Леон понял Рашида. Пропускной коридор на перрон совершенно глухо закрыт со стороны обоих корпусов. Мышь не проскочит. Что уж говорить о человеке. Мало того, что нужно было бы на глазах направляющих полицейских выйти из строго контролируемого потока людей, так в пустоте огороженного зала, на глазах же у всех, нужно подойти к двери, ведущим в один из коридоров. Чепуха. Только не пассажир. Служащих в здании нет уже трое суток. В только что проснувшегося пьяницу сложно поверить. Так что ситуация явно требовала тщательного обыска.
— Кто ещё рядом с вами?
— Док Никита.
— Леон, девять этажей, — вмешался в разговор Мигель. — Мы хоть и не рядом, но тоже думаем присоединиться к вам.
— Вот-вот! Полиция прекрасно справляется с гражданскими и без нас, — проворчал Роман.
— Хорошо. Иду к входу в левый корпус, жду вас там.
Пришлось вызвать полковника, руководившего действиями на вокзале, объяснять ситуацию. Полицейский внимательно выслушал Леона и, почти не раздумывая, сказал:
— Посылаю к вам двоих. Пусть караулят вход. Больше дать не могу.
— Спасибо.
Пока десант добирался до входа в левый корпус, двое в форме уже ждали их. Крепкие, много сего повидавшие на своей работе, сейчас они выглядели просто измождёнными.
Док Никита с ходу спросил их:
— Ну, как, семьи успели вывезти?
Полицейские разом заулыбались.
Семьи силовых структур города вывезли в первую очередь, чтобы оставшиеся наводить порядок с лёгким сердцем занялись делом. Док Никита не напоминал об этом — своим вопросом он показал сотрудникам полиции разницу между их семьями и семьями горожан. Да, здесь ад из тревоги и страха. Но им, чьи родные, в отличие от остальных, устроены, должно быть всё-таки легче.

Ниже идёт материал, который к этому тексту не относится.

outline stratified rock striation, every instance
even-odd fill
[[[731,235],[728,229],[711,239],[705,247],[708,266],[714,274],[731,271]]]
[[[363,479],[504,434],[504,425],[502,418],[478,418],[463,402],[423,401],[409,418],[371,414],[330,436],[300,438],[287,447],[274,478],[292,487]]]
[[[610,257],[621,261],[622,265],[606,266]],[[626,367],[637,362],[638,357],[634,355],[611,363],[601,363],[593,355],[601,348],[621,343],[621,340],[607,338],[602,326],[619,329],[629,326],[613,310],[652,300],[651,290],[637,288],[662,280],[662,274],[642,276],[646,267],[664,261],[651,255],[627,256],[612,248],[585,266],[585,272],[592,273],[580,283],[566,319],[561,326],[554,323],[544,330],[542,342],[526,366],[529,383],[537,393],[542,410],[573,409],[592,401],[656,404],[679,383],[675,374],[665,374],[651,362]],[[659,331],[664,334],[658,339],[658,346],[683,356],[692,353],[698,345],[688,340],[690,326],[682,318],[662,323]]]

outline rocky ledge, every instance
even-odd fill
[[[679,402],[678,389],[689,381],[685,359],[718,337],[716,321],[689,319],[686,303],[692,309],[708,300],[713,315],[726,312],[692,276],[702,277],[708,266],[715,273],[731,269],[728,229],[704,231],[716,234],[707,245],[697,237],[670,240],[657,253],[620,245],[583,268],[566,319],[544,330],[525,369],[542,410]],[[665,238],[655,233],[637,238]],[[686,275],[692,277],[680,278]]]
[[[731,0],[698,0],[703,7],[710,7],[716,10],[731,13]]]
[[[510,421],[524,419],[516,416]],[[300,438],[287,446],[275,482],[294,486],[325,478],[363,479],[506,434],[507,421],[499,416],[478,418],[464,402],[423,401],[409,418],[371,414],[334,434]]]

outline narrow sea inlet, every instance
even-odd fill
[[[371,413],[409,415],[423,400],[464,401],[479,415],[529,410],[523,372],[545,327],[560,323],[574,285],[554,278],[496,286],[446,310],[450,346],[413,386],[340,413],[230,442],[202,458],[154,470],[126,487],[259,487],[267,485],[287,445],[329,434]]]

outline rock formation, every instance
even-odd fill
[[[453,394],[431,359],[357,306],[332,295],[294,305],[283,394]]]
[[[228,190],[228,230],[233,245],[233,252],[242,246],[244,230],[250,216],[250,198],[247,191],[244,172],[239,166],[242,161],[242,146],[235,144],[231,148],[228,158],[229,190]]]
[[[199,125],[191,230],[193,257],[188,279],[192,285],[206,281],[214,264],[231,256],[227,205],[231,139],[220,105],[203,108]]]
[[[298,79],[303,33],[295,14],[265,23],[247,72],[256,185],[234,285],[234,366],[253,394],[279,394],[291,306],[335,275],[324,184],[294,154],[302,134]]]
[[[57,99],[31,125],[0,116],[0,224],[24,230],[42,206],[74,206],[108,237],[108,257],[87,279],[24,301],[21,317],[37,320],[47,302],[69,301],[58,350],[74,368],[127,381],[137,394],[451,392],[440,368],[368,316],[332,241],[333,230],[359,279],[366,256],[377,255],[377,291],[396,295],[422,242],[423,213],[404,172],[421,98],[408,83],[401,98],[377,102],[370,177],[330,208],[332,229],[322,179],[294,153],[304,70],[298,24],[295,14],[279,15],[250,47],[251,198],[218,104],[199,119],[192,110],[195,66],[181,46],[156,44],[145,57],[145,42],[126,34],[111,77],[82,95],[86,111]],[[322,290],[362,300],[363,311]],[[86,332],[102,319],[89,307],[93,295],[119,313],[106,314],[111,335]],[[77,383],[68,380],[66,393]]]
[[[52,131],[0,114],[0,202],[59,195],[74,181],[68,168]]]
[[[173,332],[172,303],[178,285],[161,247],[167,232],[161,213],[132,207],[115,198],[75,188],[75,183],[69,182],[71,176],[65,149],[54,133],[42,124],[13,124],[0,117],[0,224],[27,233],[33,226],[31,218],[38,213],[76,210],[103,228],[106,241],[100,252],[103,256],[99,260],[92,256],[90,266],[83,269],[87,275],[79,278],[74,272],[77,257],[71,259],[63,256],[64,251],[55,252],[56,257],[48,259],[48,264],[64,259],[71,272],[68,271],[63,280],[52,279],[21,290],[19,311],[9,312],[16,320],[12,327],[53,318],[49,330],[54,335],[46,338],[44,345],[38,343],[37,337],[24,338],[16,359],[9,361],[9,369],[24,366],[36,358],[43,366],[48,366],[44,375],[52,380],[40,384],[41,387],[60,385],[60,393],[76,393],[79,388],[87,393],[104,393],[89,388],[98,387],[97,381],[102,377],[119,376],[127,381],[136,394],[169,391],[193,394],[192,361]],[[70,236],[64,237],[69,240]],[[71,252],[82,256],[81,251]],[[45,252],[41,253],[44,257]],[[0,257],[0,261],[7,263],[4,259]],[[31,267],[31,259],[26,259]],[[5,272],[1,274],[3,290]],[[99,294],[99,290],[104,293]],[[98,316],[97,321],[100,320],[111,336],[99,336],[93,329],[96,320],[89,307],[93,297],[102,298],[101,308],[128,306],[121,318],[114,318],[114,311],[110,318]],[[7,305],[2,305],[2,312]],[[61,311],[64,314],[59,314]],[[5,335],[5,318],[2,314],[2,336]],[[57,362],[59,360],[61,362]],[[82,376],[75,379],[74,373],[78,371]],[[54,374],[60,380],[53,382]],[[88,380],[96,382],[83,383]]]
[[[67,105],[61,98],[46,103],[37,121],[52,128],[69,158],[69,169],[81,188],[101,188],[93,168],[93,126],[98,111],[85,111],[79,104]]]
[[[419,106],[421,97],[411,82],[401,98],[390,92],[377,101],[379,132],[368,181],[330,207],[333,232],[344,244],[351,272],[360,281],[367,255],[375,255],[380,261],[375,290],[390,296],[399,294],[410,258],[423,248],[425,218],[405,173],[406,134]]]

Маленький холл от входной двери вёл к лестнице, которая делила корпус надвое. Они остановились у первой ступени, отстранённо глядя, как двери за ними снова закрывают. Соколы, нахохлившись на плечах команды, клевали носом. Порог их чувствительности высок и помогал распознавать наступающую на город дрянь (док Никита объявил, что дрянь здорово похожа на болезнь: город как живое существо покрывался язвами, которые стремительно множились). Ко всему прочему, соколы гасили сильные эмоции своих хозяев — эмоции, которые могли помешать. А значит, птицы сейчас и сами были эмоционально разбиты.